In computational complexity the basic distinction is between polynomial and exponential algorithms. Polynomial growth is good and exponential growth is bad, especially if you have to pay for it. There is an old story about the legendary inventor of chess who asked the Persian king to be paid only by a grain of cereal, doubled on each of the 64 squares of a chess board. The king placed one grain of rice on the first square, two on the second, four on the third, and he was supposed to keep on doubling until the board was full. The last square would then have 2^{63}=9,223,372,036,854,775,808 grains of rice, more than has been ever harvested on planet Earth, to which we must add the grains of all previous squares, making the total number about twice as large. If we placed that many grains in an unbroken line we would reach the nearest star Alpha Centauri, our closest celestial neighbour beyond the solar system, about 4.4 light-years away.43

The moral of the story: if whatever you do requires an exponential use of resources, you are in trouble.
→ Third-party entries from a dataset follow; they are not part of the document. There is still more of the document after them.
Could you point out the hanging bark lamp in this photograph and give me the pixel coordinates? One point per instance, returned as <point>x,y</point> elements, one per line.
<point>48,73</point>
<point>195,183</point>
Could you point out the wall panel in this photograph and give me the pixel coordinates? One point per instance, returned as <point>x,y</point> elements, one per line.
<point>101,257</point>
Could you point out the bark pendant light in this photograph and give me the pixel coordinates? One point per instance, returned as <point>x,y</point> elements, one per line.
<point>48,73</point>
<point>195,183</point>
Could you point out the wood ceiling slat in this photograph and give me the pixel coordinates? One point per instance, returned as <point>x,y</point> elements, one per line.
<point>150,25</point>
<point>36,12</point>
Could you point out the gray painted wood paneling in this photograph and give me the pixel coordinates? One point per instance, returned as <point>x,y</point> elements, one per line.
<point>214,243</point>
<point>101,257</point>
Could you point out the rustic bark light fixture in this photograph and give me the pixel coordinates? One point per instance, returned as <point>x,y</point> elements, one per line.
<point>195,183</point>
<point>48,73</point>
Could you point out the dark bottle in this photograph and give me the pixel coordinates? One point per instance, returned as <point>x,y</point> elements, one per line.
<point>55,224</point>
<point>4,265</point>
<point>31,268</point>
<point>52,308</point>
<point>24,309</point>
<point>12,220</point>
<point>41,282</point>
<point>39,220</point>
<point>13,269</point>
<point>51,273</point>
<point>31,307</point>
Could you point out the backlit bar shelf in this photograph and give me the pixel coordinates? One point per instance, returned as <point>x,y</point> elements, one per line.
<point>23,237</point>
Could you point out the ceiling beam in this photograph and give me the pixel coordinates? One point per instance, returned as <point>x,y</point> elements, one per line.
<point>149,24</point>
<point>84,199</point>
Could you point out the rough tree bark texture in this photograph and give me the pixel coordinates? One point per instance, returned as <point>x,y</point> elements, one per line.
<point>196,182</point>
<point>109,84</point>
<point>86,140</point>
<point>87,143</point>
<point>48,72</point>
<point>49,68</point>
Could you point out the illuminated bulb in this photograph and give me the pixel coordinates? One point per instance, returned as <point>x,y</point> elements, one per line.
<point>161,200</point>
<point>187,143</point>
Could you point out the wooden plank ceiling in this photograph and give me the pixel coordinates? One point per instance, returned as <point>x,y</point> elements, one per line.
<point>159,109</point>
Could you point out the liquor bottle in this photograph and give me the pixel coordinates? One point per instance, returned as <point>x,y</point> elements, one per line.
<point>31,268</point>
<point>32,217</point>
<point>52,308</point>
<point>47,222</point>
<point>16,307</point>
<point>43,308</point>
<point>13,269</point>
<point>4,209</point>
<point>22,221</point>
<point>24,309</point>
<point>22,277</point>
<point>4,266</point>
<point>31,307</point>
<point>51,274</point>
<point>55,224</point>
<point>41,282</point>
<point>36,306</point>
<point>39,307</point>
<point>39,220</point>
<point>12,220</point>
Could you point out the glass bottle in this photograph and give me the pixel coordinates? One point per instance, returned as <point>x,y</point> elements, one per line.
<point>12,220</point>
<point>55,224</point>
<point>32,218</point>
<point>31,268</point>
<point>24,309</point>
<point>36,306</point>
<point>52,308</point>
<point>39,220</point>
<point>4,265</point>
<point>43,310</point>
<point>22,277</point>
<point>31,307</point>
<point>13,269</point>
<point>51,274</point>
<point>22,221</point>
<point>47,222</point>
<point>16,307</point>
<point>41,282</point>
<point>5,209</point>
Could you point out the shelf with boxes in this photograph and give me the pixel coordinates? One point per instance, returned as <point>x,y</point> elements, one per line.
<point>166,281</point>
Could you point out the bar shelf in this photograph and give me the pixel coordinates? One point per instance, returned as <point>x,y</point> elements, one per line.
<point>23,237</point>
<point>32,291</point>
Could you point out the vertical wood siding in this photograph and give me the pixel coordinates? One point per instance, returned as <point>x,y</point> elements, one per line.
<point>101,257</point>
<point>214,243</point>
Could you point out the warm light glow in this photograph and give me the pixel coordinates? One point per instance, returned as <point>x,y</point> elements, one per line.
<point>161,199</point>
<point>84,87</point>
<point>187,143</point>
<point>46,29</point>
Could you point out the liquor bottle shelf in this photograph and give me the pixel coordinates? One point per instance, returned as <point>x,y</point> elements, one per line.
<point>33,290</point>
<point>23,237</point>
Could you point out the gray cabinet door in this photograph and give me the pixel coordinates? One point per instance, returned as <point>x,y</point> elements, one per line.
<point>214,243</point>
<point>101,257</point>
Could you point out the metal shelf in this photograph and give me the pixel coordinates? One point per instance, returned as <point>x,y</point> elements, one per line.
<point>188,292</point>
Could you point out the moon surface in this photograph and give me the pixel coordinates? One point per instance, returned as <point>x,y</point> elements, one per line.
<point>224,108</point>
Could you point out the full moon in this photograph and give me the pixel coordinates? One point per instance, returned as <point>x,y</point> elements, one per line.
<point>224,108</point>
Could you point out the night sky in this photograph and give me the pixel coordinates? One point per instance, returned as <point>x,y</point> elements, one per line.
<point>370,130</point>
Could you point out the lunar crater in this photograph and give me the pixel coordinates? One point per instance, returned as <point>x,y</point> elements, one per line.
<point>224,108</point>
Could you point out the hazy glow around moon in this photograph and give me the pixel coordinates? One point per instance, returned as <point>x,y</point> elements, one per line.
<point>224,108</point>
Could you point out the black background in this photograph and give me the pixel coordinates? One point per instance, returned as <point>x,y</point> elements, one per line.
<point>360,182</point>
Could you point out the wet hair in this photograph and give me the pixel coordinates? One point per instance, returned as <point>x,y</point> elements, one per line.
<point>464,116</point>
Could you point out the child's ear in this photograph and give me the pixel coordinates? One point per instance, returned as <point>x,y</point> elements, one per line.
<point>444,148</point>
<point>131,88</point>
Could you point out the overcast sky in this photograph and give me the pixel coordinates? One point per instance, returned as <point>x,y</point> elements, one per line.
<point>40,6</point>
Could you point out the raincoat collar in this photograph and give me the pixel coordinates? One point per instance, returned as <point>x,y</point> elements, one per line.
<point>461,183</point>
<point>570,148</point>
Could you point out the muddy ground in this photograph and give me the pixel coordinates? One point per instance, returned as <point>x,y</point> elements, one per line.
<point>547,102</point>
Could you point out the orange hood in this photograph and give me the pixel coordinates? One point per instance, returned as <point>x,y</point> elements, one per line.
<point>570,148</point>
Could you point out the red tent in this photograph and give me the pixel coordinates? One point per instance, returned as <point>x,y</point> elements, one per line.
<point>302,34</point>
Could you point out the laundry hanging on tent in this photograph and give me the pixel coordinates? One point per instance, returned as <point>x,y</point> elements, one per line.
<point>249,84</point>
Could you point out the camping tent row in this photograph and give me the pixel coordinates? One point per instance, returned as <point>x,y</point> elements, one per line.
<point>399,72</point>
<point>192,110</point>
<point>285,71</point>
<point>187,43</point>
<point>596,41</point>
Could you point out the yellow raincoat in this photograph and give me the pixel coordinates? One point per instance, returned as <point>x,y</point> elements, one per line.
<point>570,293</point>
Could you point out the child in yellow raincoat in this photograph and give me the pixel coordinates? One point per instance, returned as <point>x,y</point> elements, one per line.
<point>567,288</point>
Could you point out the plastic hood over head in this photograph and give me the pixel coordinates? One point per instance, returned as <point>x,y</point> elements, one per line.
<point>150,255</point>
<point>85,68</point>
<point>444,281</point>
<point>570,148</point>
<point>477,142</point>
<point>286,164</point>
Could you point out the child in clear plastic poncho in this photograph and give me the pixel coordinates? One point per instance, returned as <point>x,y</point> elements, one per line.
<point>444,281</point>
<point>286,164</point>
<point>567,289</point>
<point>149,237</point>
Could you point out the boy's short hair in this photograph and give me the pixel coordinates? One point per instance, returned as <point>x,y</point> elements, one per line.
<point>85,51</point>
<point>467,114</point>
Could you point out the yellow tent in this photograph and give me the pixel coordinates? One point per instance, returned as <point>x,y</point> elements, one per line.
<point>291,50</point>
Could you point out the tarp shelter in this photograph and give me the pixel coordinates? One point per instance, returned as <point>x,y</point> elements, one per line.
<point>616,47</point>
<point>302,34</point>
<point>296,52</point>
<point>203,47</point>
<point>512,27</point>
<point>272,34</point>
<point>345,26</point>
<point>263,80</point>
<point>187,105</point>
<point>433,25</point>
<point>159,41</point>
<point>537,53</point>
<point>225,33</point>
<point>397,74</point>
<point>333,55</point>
1.11.9 Imperfect prime tester

There exists a randomised algorithm which tests whether a given number N is prime.44 The algorithm always returns \texttt{yes} when N is prime, and the probability it returns \texttt{yes} when N is not prime is \varepsilon, where \varepsilon is never greater than a half (independently, each time you run the algorithm). You run this algorithm r times (for the same value of N), and each time the algorithm returns \texttt{yes}. What is the probability that N is not prime?

1.11.10 Imperfect decision maker

Suppose a randomised algorithm solves a decision problem, returning \texttt{yes} or \texttt{no} answers. It gets the answer wrong with a probability not greater than \frac{1}{2}-\delta, where \delta>0 is a constant.45 If we are willing to accept a probability of error no larger than \varepsilon, then it suffices to run the computation r times, where r=\mathcal{O}(\log 1/\varepsilon).

  1. If we perform this computation r times, how many possible sequences of outcomes are there?
  2. Give a bound on the probability of any particular sequence with w wrong answers.
  3. If we look at the set of r outcomes, we will determine the final outcome by performing a majority vote. This can only go wrong if w>r/2. Give an upper bound on the probability of any single sequence that would lead us to the wrong conclusion.
  4. Using the bound 1-x\leqslant e^{-x}, conclude that the probability of our coming to the wrong conclusion is upper bounded by e^{-2r\delta^2}.

  1. Max Born, “Zur Quantenmechanik der Stoßvorgänge”, Zeitschrift für Physik 37 (1926), pp. 893–867.↩︎

  2. In the case p=2, we recover the usual Pythagorean/Euclidean equation that we all know and love: the distance of the point (v_1,v_2,\ldots,v_n) from the origin is \sqrt{v_1^2+v_2^2+\ldots+v_n^2}; if we take n=2 as well then we recover the Pythagoras theorem.↩︎

  3. f=\mathcal{O}(g) is pronounced as “f is big-oh of g”.↩︎

  4. One light year (the distance that light travels through a vacuum in one year) is 9.4607\times10^{15} metres.↩︎

  5. Primality used to be given as the classic example of a problem in \texttt{BPP} but not \texttt{P}. However, in 2002 a deterministic polynomial time test for primality was proposed by Manindra Agrawal, Neeraj Kayal, and Nitin Saxena in the wonderfully titled paper “PRIMES is in \texttt{P}”. Thus, since 2002, primality has been in \texttt{P}.↩︎

  6. This result is known as the Chernoff bound.↩︎